Mohan Krishna agrees, “I think how much ever people complain about lack of good cinema, the majority will still prefer to buy tickets to a star vehicle. People tell me, ‘Manchi cinemalu raavatledandi (there are no good films, sir)’ and would watch a star-powered film; not making even half the effort to watch a new film. The best example would be Chi La Sow, a good film in recent times which is far better than the trash that’s coming out now.”

For a movie like Bhavesh Joshi, promotions, reviews and star power played spoilsports. “But, I’m happy for the attention it has got, as earlier, good movies used to sink without a trace. At least now, we have a platform to find such films,” says Indraganti.

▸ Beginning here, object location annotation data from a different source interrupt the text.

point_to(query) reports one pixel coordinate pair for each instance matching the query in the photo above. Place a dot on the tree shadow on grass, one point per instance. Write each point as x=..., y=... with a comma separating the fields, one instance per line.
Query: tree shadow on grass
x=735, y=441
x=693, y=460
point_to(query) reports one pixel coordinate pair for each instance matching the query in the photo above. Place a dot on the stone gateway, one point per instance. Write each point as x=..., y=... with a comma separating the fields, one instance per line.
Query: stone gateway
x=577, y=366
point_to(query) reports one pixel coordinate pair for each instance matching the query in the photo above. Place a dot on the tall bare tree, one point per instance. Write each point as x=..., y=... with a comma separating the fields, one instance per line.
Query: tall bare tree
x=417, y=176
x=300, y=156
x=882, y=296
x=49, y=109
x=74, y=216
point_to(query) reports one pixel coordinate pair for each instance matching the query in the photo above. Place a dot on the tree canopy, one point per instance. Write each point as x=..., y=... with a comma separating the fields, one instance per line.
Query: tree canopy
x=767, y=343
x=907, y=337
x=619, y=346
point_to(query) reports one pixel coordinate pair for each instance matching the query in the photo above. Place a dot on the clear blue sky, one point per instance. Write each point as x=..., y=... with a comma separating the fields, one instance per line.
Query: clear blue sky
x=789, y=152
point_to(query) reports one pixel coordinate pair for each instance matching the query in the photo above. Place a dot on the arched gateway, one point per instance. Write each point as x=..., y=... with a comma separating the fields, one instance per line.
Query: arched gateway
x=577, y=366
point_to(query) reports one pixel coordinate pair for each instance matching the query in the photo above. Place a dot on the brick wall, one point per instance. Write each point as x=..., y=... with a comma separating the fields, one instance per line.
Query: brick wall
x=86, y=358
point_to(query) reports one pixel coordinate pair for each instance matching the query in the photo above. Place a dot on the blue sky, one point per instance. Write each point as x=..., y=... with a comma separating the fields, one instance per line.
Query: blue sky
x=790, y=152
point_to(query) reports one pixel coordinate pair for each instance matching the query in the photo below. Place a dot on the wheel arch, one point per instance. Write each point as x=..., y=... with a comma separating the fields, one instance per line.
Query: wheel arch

And while there are perks to the whole ‘going digital’ movement, there are few setbacks. As opposed to Tamil, Malayalam and Hindi industries, audiences in Tollywood are yet to develop a culture of watching content-based films in the theatres. Low budget flicks are looked down upon, and are considered not worth buying tickets for. “With a streak of content-driven films like 96, Ratchasan and Paraiyerum Perumal, the reception there is much more evolved – 96 is running into its fifth week. Paraiyerum Perumal has done better than 96 and Ratchasan, even Chekka Chivantha Vaanam (Nawab),” states the filmmaker.

“On one hand, I’m happy that there are platforms that get you terrific reception, and you might be able to explore uncharted territories, attempt bolder themes, as there isn’t a censorship issue. But, the problem with Netflix and Amazon is that they robbed beauty of a communal viewing experience,” he feels. Instantaneous feedback is an added perk.

He considers a group of five-six hundred people coming together to experience one film as a society, to be the greatest quality of films. “Watching a film online makes the experience very personal like reading a book,” he says. “It’s a double-edged sword, on one hand, you get tremendous content, but on the other, it’s not being experienced simultaneously by a group,” he reiterates.